その手で掴み取る未来06
「ど、どうかな? おいしい……?」
「あぁ、充分いける」
「ほんと!? はぁぁ…………よかったー、お口に合わなかったらどうしようかと……」
ベッドの前で正座していたシェフは、安心したのかそのままぐでーっと俺の足元に上半身を放り出してきた。どうにもスキンシップが過剰な野良犬だ。
「食堂のおばちゃんに作り方教えてもらったから……まずいわけはないんだけど……私が作ったので大丈夫かなぁって……」
「大丈夫だ、問題ない」
ベタな飯マズということも考えられたが、そもそもおかゆでは失敗のしようがないか。プロに教わったのであればなおさらだ。むしろ、レシピを教わって帰りたいぐらいだ。
「そっか……なら、よかっ……た……」
「おい、そんなところで寝たら風邪引くぞ」
「だい……じょぶ……寝ないから……ちょっと目……閉じる、だけ……」
人はそれを睡眠と呼ぶのだとツッコミを入れる隙さえなく、あっさりと寝息を立てて眠ってしまった。
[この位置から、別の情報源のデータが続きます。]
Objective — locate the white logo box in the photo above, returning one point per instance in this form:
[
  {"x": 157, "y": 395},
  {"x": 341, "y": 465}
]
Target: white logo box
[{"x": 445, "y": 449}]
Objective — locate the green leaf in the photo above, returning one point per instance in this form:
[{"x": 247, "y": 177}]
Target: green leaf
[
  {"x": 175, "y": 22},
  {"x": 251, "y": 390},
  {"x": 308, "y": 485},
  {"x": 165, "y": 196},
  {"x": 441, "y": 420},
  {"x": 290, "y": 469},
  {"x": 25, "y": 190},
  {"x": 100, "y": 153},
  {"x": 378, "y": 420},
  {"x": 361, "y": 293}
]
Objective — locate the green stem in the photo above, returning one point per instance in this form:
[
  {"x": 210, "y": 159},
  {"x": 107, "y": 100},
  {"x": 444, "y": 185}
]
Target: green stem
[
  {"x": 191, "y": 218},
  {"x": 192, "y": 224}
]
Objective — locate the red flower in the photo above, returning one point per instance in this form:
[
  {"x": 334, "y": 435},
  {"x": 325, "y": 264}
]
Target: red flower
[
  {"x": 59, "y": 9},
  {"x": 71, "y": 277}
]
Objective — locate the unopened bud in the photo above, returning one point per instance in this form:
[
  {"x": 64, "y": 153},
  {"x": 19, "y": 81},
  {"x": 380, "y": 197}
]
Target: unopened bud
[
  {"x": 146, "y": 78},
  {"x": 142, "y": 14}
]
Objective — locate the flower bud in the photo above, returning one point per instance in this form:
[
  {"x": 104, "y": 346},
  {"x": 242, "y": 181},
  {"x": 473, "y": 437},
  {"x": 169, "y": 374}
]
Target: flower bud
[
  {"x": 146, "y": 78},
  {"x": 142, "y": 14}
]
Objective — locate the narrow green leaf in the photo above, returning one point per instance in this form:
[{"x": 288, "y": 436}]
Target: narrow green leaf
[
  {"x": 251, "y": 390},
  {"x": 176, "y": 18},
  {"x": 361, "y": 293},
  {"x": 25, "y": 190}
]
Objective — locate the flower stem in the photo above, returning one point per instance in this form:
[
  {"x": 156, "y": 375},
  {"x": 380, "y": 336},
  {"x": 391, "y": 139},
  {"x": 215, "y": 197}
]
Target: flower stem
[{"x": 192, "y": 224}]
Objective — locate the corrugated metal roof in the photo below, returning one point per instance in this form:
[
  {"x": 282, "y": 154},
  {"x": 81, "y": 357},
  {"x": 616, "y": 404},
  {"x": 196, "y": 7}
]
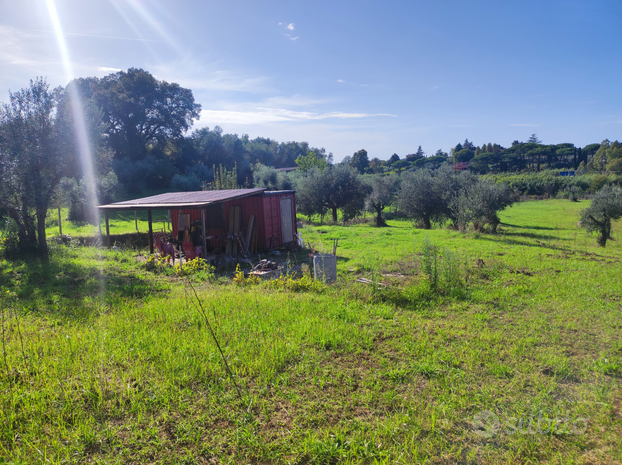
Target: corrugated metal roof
[{"x": 195, "y": 199}]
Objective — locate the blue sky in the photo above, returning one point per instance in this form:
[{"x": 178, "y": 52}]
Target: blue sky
[{"x": 346, "y": 75}]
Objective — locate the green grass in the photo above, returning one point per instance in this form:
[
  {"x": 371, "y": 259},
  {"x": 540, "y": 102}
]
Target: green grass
[{"x": 108, "y": 363}]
仕方ない、俺のベッドで悪いが寝かせてやるか。あとで文句を言われても、俺の知ったことじゃない。
「触るぞ」
「ん…………」
軽……くはないか。実戦主義のジャック主席というだけはあって、しっかりと鍛え上げられている。この引き締まった体なら、因子武器の性能とあいまって、ずいぶん小回りが利きそうだな。あるべくしてこいつの手に転移無法が渡ったことがよくわかる。これが20年に一度の才能……か。覇王ジャックの血筋のくせに才能に恵まれなかった俺からすれば、羨ましいことこの上ない。
「お疲れさん。しばらく寝てていいぞ、まだ奴らが帰ってくるまでには時間がある」
「ん…………かれーぱん…………」
「わかったよ、食堂から貰ってきてやる」
「ん…………」
寝言と会話をしても意味がないことはわかってはいるが、介抱してもらった義理を感じて返事をしてしまった。やれやれ、これじゃどっちが世話をされているのか、わかったもんじゃないな。
「あ……新人戦……」
短く12時を知らせるブザーが鳴り、俺は急いで中継映像を表示させた。